Prediction of post-transplant hospitalization among kidney transplant recipients with clinical notes and electronic healthcare record data
Michael Arenson1, Julien Hogan1, Liyan Xu2, Raymond Lynch1, Hana Lee1, Jinho Choi2, Jimeng Sun3, Andrew Adams1, Rachel Patzer1,4.
1Division of Transplantation, Emory University School of Medicine, Atlanta, GA, United States; 2Department of Computer Science, Emory University, Atlanta, GA, United States; 3College of Computing, Georgia Institute of Technology, Atlanta, GA, United States; 4Department of Epidemiology, Rollins School of Public Health Emory University, Atlanta, GA, United States
Background: Rehospitalization after kidney transplant is costly to patients and healthcare systems and is associated with poor outcomes. Prediction models have previously been used to identify patients at risk of rehospitalization with limited success. Few studies have examined the inclusion of free-text data from clinical notes in the electronic medical record (EMR) and natural language processing (NLP) techniques to enhance the prediction of rehospitalization.

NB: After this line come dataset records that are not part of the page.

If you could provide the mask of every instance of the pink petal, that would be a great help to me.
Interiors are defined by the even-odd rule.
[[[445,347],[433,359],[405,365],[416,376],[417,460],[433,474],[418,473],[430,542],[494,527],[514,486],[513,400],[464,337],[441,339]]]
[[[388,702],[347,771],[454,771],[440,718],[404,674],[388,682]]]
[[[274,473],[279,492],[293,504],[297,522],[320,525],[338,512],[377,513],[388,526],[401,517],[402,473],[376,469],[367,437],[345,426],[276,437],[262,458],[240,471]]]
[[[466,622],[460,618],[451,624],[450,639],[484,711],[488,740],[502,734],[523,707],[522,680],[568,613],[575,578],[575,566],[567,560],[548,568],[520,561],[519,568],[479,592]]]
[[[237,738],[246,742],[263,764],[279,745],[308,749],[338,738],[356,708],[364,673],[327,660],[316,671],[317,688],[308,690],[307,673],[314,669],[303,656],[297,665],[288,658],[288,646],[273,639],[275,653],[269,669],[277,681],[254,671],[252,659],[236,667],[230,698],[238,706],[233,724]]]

Methods: In this study, we aimed to include EMR clinical notes in predictive models of 30-day rehospitalization (30DR) post-kidney transplant in a retrospective, observational study of first-time recipients of kidney transplant at a large, urban hospital in the Southeastern United States between January 2005 and December 2015 using both structured (EMR) and unstructured (i.e. clinical notes) data. We used NLP techniques on eight types of clinical notes, which were mined for possible new predictive features of 30DR post-kidney transplant and included in predictive models built with unsupervised machine-learning approaches and text mining using Term Frequency-Inverse Document Frequency (TF-IDF) methods. We built several predictive models, including structured data only, and combinations of structured data with clinical notes. The area under the curve (c-statistic) was used to determine and compare model accuracy, and 5-fold cross-validation was used to test model performance.

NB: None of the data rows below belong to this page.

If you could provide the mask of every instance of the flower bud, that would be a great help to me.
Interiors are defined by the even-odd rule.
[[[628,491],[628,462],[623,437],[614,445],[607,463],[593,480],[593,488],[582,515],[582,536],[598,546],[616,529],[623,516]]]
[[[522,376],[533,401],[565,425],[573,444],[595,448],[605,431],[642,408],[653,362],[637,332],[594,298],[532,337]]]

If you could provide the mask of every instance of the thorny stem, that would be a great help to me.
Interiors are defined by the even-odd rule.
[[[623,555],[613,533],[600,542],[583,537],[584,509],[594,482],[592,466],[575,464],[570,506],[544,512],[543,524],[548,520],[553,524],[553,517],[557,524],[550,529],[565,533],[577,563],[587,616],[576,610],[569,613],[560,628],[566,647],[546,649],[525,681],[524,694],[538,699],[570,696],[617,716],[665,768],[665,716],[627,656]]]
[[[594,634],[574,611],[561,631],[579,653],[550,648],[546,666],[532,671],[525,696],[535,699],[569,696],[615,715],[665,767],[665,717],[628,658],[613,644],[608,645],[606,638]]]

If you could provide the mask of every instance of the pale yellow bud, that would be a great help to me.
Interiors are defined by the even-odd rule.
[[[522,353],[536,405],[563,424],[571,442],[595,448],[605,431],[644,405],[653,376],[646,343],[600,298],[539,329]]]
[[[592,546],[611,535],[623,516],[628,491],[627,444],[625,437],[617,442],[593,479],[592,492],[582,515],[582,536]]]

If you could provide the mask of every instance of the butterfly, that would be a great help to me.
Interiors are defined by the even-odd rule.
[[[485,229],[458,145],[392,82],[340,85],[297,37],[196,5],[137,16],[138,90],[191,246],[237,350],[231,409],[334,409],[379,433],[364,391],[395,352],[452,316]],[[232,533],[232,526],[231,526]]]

Results: Among 2,060 kidney transplant recipients, 30.7% were readmitted within 30 days. The mean age was 51 years and 47% were Black or African American. TF-IDF identified words that most frequently appear in one clinical note but least frequently in all other documents (Figure). Predictive models had similar performance when considering structured data from the EMR only (c-statistic 0.6821; 95% CI 0.6644, 0.6998) and combined structured + progress notes (c-statistic: 0.6902; 95% CI 0.6699, 0.7105). Predictive models built with clinical notes alone performed worse than models using structured data. Notes that improved model performance the most were more heavily clinical, including progress notes, consultation notes, and discharge summaries (Table).
Conclusions: Future multi-center studies should use more advanced NLP techniques to create novel predictors from social worker and other non-medical but important predictive notes. Researchers should also consider pooling data from multiple institutions to increase sample size.
Reducing Disparities among Kidney Transplant Recipients (R01MD011682) funded by National Institute on Minority Health and Health Disparities (NIMHD).